En cada época de la historia, la juventud se presenta como un signo de esperanza y vitalidad. En cada joven, la vida se revela como promesa y posibilidad concreta de construir un mundo más justo, fraterno y lleno de amor. La Iglesia, iluminada por el Evangelio, reconoce en los jóvenes no solo a los destinatarios de su misión, sino también a protagonistas activos de transformación.
El Papa Francisco siempre recordaba que los jóvenes no son solo el “futuro”, sino también el “presente” de la Iglesia. Su alegría, su búsqueda de sentido y su apertura a lo nuevo son dones preciosos para toda la comunidad cristiana. La juventud nos recuerda que la fe no es estática, sino dinámica; no es mera repetición, sino creatividad inspirada por el Espíritu Santo.

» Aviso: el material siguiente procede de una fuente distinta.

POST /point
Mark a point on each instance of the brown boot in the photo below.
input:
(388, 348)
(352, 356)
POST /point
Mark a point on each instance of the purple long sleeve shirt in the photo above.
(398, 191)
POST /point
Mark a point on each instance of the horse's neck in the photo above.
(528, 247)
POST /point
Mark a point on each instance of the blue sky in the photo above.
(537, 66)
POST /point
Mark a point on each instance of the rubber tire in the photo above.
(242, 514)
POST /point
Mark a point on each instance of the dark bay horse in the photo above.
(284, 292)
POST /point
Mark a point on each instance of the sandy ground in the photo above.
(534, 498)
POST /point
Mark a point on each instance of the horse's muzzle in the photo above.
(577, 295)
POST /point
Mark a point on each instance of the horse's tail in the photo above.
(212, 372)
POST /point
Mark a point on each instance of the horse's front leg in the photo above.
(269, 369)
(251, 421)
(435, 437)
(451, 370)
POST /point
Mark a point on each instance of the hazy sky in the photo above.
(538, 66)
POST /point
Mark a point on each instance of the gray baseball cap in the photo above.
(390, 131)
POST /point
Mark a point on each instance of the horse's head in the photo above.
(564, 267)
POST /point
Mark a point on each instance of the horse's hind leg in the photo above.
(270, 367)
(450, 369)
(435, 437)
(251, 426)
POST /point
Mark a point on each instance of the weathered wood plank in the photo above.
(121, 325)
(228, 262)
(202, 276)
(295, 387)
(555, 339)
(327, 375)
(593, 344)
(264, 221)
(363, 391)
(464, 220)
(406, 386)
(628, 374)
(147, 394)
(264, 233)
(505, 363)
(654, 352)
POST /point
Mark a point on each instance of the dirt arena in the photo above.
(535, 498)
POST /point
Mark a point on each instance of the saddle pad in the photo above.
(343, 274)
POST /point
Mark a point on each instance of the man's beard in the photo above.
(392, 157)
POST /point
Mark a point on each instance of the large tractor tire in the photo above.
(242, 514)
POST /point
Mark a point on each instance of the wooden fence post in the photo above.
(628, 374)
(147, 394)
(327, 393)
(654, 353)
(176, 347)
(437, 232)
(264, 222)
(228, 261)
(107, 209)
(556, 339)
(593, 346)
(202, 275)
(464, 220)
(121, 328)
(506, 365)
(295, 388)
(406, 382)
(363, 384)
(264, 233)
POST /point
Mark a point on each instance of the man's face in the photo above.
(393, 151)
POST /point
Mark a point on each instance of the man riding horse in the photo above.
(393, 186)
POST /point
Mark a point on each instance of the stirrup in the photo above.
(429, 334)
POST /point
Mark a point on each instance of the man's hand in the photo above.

Como Apóstoles del Sagrado Corazón de Jesús, reconocemos en la juventud una llama capaz de reavivar la esperanza en todos. Los jóvenes nos enseñan a soñar en grande, a no conformarnos frente a las dificultades y a creer que la misericordia y el amor de Cristo tienen la fuerza para transformar el mundo.
En los 16 países en los que estamos presentes, experimentamos la riqueza de caminar junto a tantos jóvenes que desean poner sus talentos, su fe y su energía al servicio de la vida. Son un signo concreto de que Dios continúa renovando su Iglesia y a toda la humanidad.
La juventud está llamada a ser luz en medio de las incertidumbres, a llevar la esperanza en el corazón y a transmitirla a través de cada gesto de solidaridad, justicia y fraternidad. Con los jóvenes, podemos sembrar un futuro arraigado en el Evangelio y lleno de confianza en el amor misericordioso del Corazón de Jesús.